Meine Brüder und Schwestern im Norden

Meine Brüder und Schwestern im Norden ist wie Full Metal Village ein Heimatfilm von Sung-Hyung Cho. Allerdings verlässt Meine Brüder und Schwestern im Norden die Beschaulichkeit Schleswig-Holsteins, und zwar nicht nach Dänemark, sondern nach Nordkorea. Jetzt muss man wissen, dass Sung-Hyung Cho in Südkorea geboren ist und mit einem südkoreanischen Pass niemals in den Norden kommen könnte. Mit einem deutschen Pass hingegen ist es möglich. So kommt es, dass Meine Brüder und Schwestern im Norden im koreanischen, englischen und deutschem Original mit eher weniger lesbaren Untertiteln läuft. Das deutsche Original hat einen leichten koreanischen Akzent.

Kann ein Dokumentarfilm über Nordkorea überhaupt authentisch sein, da das Filmteam die ganze Zeit überwacht wird? Ich denke ja, auch wenn alles noch inszeniert wirkt. Die Gesprächspartner von Sung-Hyung Cho wurden ja vom Staat ausgesucht und die ganze Zeit sind Beobachter dabei. Insofern ist die Inszenierung Teil der Realität. Vielleicht ist es uns auch gar nicht bewusst, wieviel Inszenierung im real existierenden Kommunismus steckt. Irgendwann wird ein Plakat mit der Aufschrift "In koreanischer Geschwindigkeit werden wir ein Vorbild für die Welt sein." gezeigt. Na ja gut, das setzt voraus, dass man den Rest der Welt nicht kennt.

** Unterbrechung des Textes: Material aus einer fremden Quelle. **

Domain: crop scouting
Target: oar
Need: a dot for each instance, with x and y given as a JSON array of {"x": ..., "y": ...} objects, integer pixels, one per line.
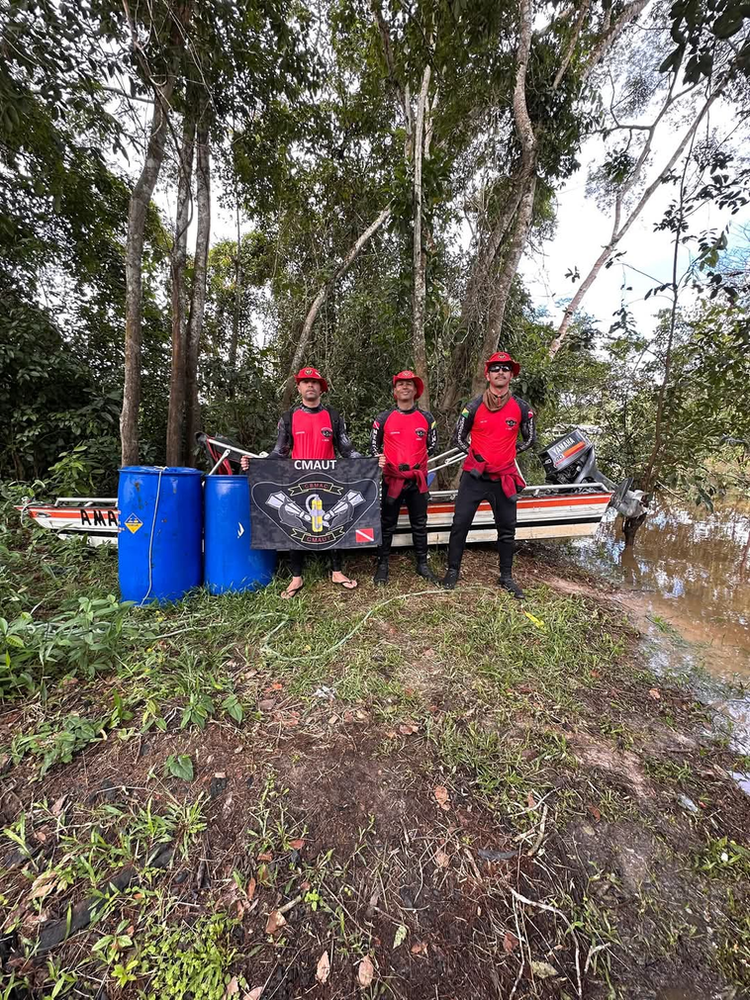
[
  {"x": 451, "y": 461},
  {"x": 436, "y": 458}
]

Ich bin auch nicht ganz sicher, ob man eine normale Schulstunde bei uns zu sehen bekommt, wenn das Fernsehen kommt vorbei. In einem Kindergarten würde man wahrscheinlich auch nicht einen normalen Tag mitbekommen. Erschreckend finde ich irgendwie, dass sich christliche Kindergärten nicht so wesentlich von kommunistischen unterscheiden. Man muss nur den Bezug von Gott auf Kim Il-Sung oder Kim Jong Un abändern. Es reicht ja aus, wenn einer über den gesamten Staat wacht. Insofern ist es kein Wunder, dass Kim Jong Il sich eines Nachts persönlich vom Fortschritt des Wasservergnügungsparks Munsu überzeugt hat, den er auch persönlich designt hat. In der Internationalen Fußballschule sind die Zimmer für die Kinder auch persönlich von Kim Jong-Un entworfen worden. Interessant ist auch, dass von Kim Il-Sung immer als Führer, Kim Jong-Il als General und von Kim Jong-Un als Marschall gesprochen wird.

Irgendwie lässt die Beobachtung es nicht zu, über private Sachen zu sprechen. Allerdings zeigt sich, dass die Bauern auf dem Lande ähnlich schlau sind, wie diejenigen in Schleswig-Holstein. Sie haben eine Biogasanlage, mit der sie Gas zum Kochen gewinnen. Die Näherinnen in Wonsan arbeiten für den ausländischen Markt, wobei alles über China exportiert werden muss. Man wird aber niemals "Made in North Korea" in den Kleidungsstücken finden. Trotz Sozialismus gibt es aber immer wieder Anreizsysteme, um die Leute am Arbeiten zu halten. Vielleicht sollte man es wie der eine Maler halten, der nur schöne Bilder malt, weil ihm hässliche Motive nicht gefallen.

Es ist schwierig, Meine Brüder und Schwestern im Norden in eine Wertung zu packen. Irgendwie müsste man den Mut von Sung-Hyung Cho einpreisen. Damit komme ich auf etwa 20 von gezahlten 8 Euro. Dennoch verbleibt ein beklemmendes Gefühl. Sattelt die Pferde, um für die Revolution zu reiten. Irgendwann schaffen unsere Soldaten die Wiedervereinigung.